Las alergias alimentarias no dejan de crecer y los expertos apuntan a una combinación de factores biológicos, ambientales y sociales para explicar este incremento. En España, todos conocemos en nuestro entorno a alguien que padece algún tipo de alergia. Y es que, según los datos de la Sociedad Española de Alergología e Inmunología Clínica (SEAIC), uno de cada cuatro españoles sufre algún tipo de este trastorno.
Desde la Asociación Española de Personas con Alergia a Alimentos y Látex (AEPNAA), la farmacéutica Amapola Munuera señala que la alteración de la microbiota intestinal, los cambios en los estilos de vida y el entorno cada vez más industrializado se encuentran entre las principales causas de este fenómeno.
«Reducir la exposición a la contaminación y al estrés, en contacto activo con la biodiversidad natural, es fundamental para el desarrollo de un sistema inmunológico maduro y equilibrado», explica Munuera.
¿Por qué aumentan las alergias alimentarias?
Entre los factores que podrían estar detrás del aumento de estas patologías, la experta destaca la alteración de la microbiota intestinal durante las primeras etapas de la vida. Una menor diversidad microbiana puede favorecer respuestas inmunológicas anómalas frente a sustancias inocuas, asegura. Esta pérdida de heterogeneidad puede estar relacionada con el uso de antibióticos, el incremento de los partos por cesárea o determinados cambios en la alimentación infantil, como una menor duración de la lactancia materna o el retraso en la introducción de los alimentos potencialmente alergénicos.
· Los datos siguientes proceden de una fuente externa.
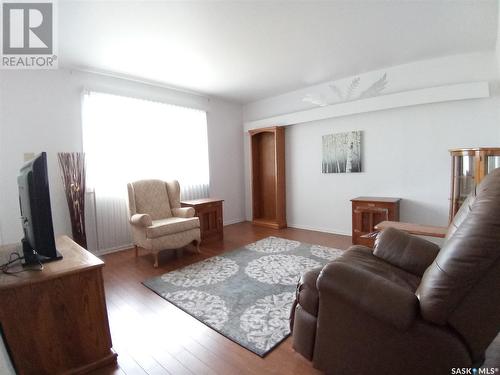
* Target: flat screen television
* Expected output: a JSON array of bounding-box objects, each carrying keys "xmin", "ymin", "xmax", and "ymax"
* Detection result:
[{"xmin": 17, "ymin": 152, "xmax": 62, "ymax": 264}]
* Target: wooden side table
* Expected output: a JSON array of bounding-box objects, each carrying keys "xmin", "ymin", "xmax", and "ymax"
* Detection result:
[
  {"xmin": 181, "ymin": 198, "xmax": 224, "ymax": 242},
  {"xmin": 351, "ymin": 197, "xmax": 401, "ymax": 247}
]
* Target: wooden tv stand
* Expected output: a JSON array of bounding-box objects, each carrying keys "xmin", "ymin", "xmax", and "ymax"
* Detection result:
[{"xmin": 0, "ymin": 236, "xmax": 117, "ymax": 375}]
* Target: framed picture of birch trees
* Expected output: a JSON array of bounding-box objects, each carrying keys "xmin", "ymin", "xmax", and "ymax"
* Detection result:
[{"xmin": 322, "ymin": 130, "xmax": 361, "ymax": 173}]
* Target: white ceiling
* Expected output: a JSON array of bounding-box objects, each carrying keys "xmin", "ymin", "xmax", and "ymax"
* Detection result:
[{"xmin": 59, "ymin": 0, "xmax": 498, "ymax": 103}]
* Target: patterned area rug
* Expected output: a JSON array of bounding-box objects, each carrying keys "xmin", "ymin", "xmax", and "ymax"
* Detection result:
[{"xmin": 143, "ymin": 237, "xmax": 342, "ymax": 357}]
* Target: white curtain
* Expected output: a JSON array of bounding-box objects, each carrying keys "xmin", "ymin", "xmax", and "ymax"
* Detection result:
[{"xmin": 82, "ymin": 92, "xmax": 209, "ymax": 251}]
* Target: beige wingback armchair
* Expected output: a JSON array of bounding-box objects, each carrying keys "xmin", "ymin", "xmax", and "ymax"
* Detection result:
[{"xmin": 127, "ymin": 180, "xmax": 200, "ymax": 268}]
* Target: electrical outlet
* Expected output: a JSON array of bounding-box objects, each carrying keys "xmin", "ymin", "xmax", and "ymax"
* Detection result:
[{"xmin": 24, "ymin": 152, "xmax": 35, "ymax": 161}]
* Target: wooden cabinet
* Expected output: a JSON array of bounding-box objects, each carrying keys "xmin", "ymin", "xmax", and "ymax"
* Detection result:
[
  {"xmin": 0, "ymin": 236, "xmax": 116, "ymax": 375},
  {"xmin": 351, "ymin": 197, "xmax": 401, "ymax": 247},
  {"xmin": 181, "ymin": 198, "xmax": 224, "ymax": 242},
  {"xmin": 249, "ymin": 126, "xmax": 286, "ymax": 229},
  {"xmin": 450, "ymin": 148, "xmax": 500, "ymax": 222}
]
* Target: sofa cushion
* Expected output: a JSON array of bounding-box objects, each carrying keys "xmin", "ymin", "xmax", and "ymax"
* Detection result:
[
  {"xmin": 334, "ymin": 245, "xmax": 421, "ymax": 292},
  {"xmin": 146, "ymin": 217, "xmax": 200, "ymax": 238},
  {"xmin": 297, "ymin": 267, "xmax": 322, "ymax": 316}
]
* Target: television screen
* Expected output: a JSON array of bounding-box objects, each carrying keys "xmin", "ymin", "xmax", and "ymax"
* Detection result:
[{"xmin": 17, "ymin": 152, "xmax": 62, "ymax": 264}]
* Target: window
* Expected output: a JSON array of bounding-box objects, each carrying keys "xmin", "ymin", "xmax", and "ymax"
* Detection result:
[{"xmin": 82, "ymin": 92, "xmax": 209, "ymax": 253}]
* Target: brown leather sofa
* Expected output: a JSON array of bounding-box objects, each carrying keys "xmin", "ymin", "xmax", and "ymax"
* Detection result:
[{"xmin": 290, "ymin": 169, "xmax": 500, "ymax": 375}]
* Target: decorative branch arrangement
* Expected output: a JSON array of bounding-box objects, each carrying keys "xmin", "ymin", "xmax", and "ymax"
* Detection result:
[
  {"xmin": 57, "ymin": 152, "xmax": 87, "ymax": 248},
  {"xmin": 302, "ymin": 73, "xmax": 388, "ymax": 107}
]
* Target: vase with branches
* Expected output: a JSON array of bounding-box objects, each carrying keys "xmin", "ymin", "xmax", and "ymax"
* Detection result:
[{"xmin": 57, "ymin": 152, "xmax": 87, "ymax": 248}]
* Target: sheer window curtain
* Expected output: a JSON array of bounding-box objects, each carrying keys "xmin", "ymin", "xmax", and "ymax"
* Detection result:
[{"xmin": 82, "ymin": 92, "xmax": 209, "ymax": 252}]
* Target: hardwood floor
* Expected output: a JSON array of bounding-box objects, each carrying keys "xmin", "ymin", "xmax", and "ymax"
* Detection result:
[{"xmin": 93, "ymin": 222, "xmax": 500, "ymax": 375}]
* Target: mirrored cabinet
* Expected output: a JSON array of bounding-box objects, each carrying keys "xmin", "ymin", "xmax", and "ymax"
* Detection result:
[{"xmin": 450, "ymin": 147, "xmax": 500, "ymax": 221}]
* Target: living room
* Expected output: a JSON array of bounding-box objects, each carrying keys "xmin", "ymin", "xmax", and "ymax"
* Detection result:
[{"xmin": 0, "ymin": 0, "xmax": 500, "ymax": 374}]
A ello se suma el aumento de la agresividad de las proteínas de algunos alimentos debido a factores ambientales y determinados procesos industriales. También influye la predisposición genética: la probabilidad de desarrollar enfermedades alérgicas cuando uno de los progenitores es alérgico es del 40%, porcentaje que puede alcanzar el 80% si ambos lo son.
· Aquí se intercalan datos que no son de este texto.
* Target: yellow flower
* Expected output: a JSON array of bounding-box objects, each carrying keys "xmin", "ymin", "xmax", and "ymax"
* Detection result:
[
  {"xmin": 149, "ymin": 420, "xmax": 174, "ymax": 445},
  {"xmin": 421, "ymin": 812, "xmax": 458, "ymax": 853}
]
La industrialización y el entorno
Los científicos también estudian el papel que desempeñan fenómenos propios de las sociedades modernas, como la contaminación, el cambio climático, el estrés o la creciente desconexión de los entornos naturales. Durante décadas, la denominada ‘hipótesis de la higiene’ trató de explicar el aumento de las alergias por una menor incidencia de infecciones durante la infancia. Sin embargo, los modelos científicos actuales apuntan a una realidad más compleja, relacionada con la pérdida de biodiversidad microbiana en los entornos industrializados y con la interacción entre el organismo y su entorno.
Un reto creciente
El crecimiento continuo de las enfermedades alérgicas ha convertido este problema en una prioridad para los organismos sanitarios internacionales. En el mes de junio, el Congreso de la Academia Europea de Alergia e Inmunología Clínica (EAACI) ha incidido en la necesidad de avanzar en la innovación, la prevención y las políticas sanitarias para reducir el impacto global de la epidemia alérgica.
Según Munuera, las sociedades científicas han cambiado recientemente de paradigma. «Hemos pasado de una alergología reactiva basada en un tratamiento postdiagnóstico a una alergología proactiva basada en la prevención como tratamiento y en la asistencia personalizada al paciente», afirma.
Según la Sociedad Española de Alergología e Inmunología Clínica (SEAIC), uno de cada cuatro españoles padece algún tipo de alergia. Además, la Organización Mundial de la Salud (OMS) y la Organización Mundial de la Alergia (WAO) estiman que para el año 2050 la mitad de la población mundial sufrirá alguna enfermedad alérgica, siendo las alergias alimentarias las que experimentarán un mayor crecimiento. En la actualidad, cerca de 520 millones de personas conviven con este tipo de alergias en todo el mundo, una evolución que preocupa a la comunidad científica, que ya habla de una «segunda ola» de la epidemia alérgica mundial. Los datos reflejan un auténtico desafío sanitario que avanza de forma silenciosa en la sociedad actual.